Northington claimed to have not blossomed as a basketball player until his final two years of high school. He set an Indianapolis season scoring record during his senior year with 27.9 points per game to surpass the previous record held by Oscar Robertson. Northington also established himself as an outstanding defensive player.

==College career==
Northington received interest from 500 colleges but decided to start his college career at a small school. He committed to Murray State College in Tishomingo, Oklahoma. With a 17–1 record, Northington was leading the team in scoring and rebounding when he was ruled academically ineligible in February 1968 because of his semester grades. He chose to leave the team after arguing with his coach about trying out for the 1968 Olympics basketball team.

Northington transferred to Paul Quinn College in Waco, Texas. On February 25, 1969, he recorded 40 points and 29 rebounds in a game against Mississippi Industrial College. Paul Quinn dropped its intercollegiate athletics program at the end of the season in 1969. Northington became friends with Bernard Boozer who was being hired by Alabama State University to become head coach of the Hornets basketball team. He followed Boozer to the team where he was paired alongside another player in Lawrence Lilly.

Northington averaged 30 points and 19.7 rebounds per game during the 1970–71 season. He was automatically eligible for the 1971 NBA draft because he had graduated from high school four years earlier and was selected in the second round by the New York Knicks.

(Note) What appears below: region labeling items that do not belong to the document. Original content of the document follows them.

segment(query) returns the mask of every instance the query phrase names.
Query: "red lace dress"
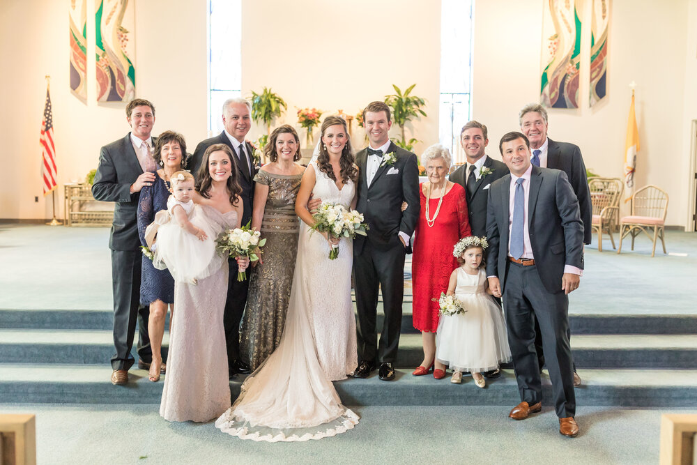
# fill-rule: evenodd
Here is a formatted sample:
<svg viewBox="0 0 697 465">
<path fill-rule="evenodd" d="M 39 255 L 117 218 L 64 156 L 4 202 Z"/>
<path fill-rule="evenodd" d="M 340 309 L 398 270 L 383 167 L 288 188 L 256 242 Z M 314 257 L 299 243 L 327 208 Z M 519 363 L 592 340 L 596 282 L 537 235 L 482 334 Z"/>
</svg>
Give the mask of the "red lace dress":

Northington was also selected in the third round of the American Basketball Association (ABA) draft by the Carolina Cougars but claimed that they were "talking so crazy that [he] didn't want anything to do with them." He was unable to agree on a salary with the Knicks and elected to return to the Hornets for his senior season.

Northington averaged 27.8 points and 17.2 rebounds during the 1971–72 season. Boozer noted that it was a decline from his previous season which Northington attributed to putting on weight in preparation for his attempt at turning professional.

The Hornets went 63–18 during Northington's three-year tenure. He scored a total of 2,191 points and 1,426 rebounds for an average of 29.2 points and 19.0 rebounds per game. He was selected to the All-Southern Intercollegiate Athletic Conference (SIAC) first-team in 1971 and 1972. Northington said that he enjoyed playing for the Hornets team but was not fond of the student fanbase who he believed "just came out because they didn't have anything else to do at that particular time" and "could talk about [him] and Lawrence [Lilly]" like they "were some kind of circus freaks."

==Professional career==
Although Northington was expected to be a first-round draft pick in the 1972 NBA draft, he was selected in the third round by the Los Angeles Lakers who wanted a big man to understudy Wilt Chamberlain. Northington said that the Lakers "acted like they didn't have nothing to give" because of other players asking for pay rises and he was not able to negotiate on a contract. The Portland Trail Blazers were interested in Northington but the Lakers asked for too much for a deal to be made. Northington did not make it to rookie camp and ultimately never played in the National Basketball Association (NBA).

Northington started his career in Mexico and then moved to France. He played for a team in Amsterdam for eight months where he was given a $17,000 contract, a furnished apartment and a car. Northington returned to the United States in September 1978 and started working as a radio broadcaster for the Hornets in February 1979. He reflected on his professional basketball career in a 1979 interview: "I think I could have been a good player in the NBA. I won't ever play in the NBA, not now, anyway. I'm not putting myself down, but a team would want to go with a younger player than sign me."

==Later life==
Northington lived in Indianapolis. He worked for the Indiana Department of Correction. Northington married his wife, Dorothy Baker, in 1992.

Northington died in Indianapolis on February 11, 2017, aged 68.